The same goes for the offline characteristic of software capabilities. There is a spectrum of online / offline needs that each require a different design.
Here are my recommendations, when it comes to architectural styles for designing systems that need to run offline:
- For always online capabilities, use the CQRS architectural style.
- For capabilities that run always offline, consider client side event sourcing
- When a capability needs to deal with occasional network drops, augment the CQRS architecture architecture with the cache aside and the store and forward patterns
- When a capabilitiy needs to go online occasionally, augment the client side event sourcing pattern with replication
Changing contexts
These style recommendations are very usefull when you know the exact context that a capability will be used in.
Certain capabilities however will be used in different contexts and need to adapt their behavior accordingly.
One such example in ClubManagement is booking orders in the fundraising capability.
When people book orders there are 3 possible contexts that this capability is used in
- Always online: When people place their orders via the club website, remote validation is required to prevent them from cheating (e.g. by adjusting item prices). Therefor CQRS is the best style to use in this context.
- Occasionally offline/Occasionally online: When the fundraising manager is booking orders on behalf of other people via her administrative app, then validation can happen on the client side. As I can trust this person, as she is working on orders for her own club and has full control of the data anyway, the design could gravitate more to the occasionally online side of the spectrum. Yet near realtime feedback of incoming orders is desired.
- Occasionally online: When the checkin clerck is processing orders on the fundraising event itself, and a last minute order comes in, the capability needs to work offline for up to 8 hours and will only go online again after the fundraising event ended. Therefor the client side validation is a must, and so is replication as conflicts in this 8 hour time window are likely.
So now the question becomes, is it possible to mix and match these styles to accomodate for changing needs?
Connection points
In short: Yes! It is possible to combine the architectural styles when you have to.
The drawing below shows all of them together, with two sections highlighted using dotted rectangles.
These are the points where you can connect the styles together.
Registry & cache aside
On the client an occasionally offline read side, implemented by the cache aside pattern, can be combined with an occasionally online write side, implemented by client side event sourcing which uses the cache aside as a registry.
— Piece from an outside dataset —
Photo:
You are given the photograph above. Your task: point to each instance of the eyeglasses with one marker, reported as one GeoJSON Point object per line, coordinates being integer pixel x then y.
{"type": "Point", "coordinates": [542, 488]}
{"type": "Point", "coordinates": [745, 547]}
This combination is great for contexts where you can trust the user, e.g. the management app used by the fundraising manager. By combining these patterns, the fundraising manager would get new bookings from the club website as they come in while she's online, but when her connection would drop she can still continue entering other bookings without any impact.
Note: For the checkin clerck's app, this design is also an option, but you'd have to add a way to manually refresh the data in the registry instead of trying to refresh it on every cache hit/miss. That load operation would be timing out for 8h straight, which is quite a waste of time and resources.
Aggregate Root
Combining an always online context with an occasionally offline one, can be done server side by adding both command handling and event replication capabilities to the aggregate root.
When exposing the same capabilities to different contexts, it is likely to run into conflicts. How to resolve these conflicts between the two sides depends on the nature of the capability. But usually, the side where event replication can be supported will also be the side with more trustworthiness and authority, allowing you to more often than not resolve the conflict by 'rebaseing' the replicated events on top of the event emitted by handling the command.
In the above example this means that the events emitted by the administrative apps would be appended after the events emitted by the public website, and therefor they would overrule the commands result.
Keep it simple
Note: It's not because you can combine all these patterns together that you also should.
Keep it as simple as the context(s) require!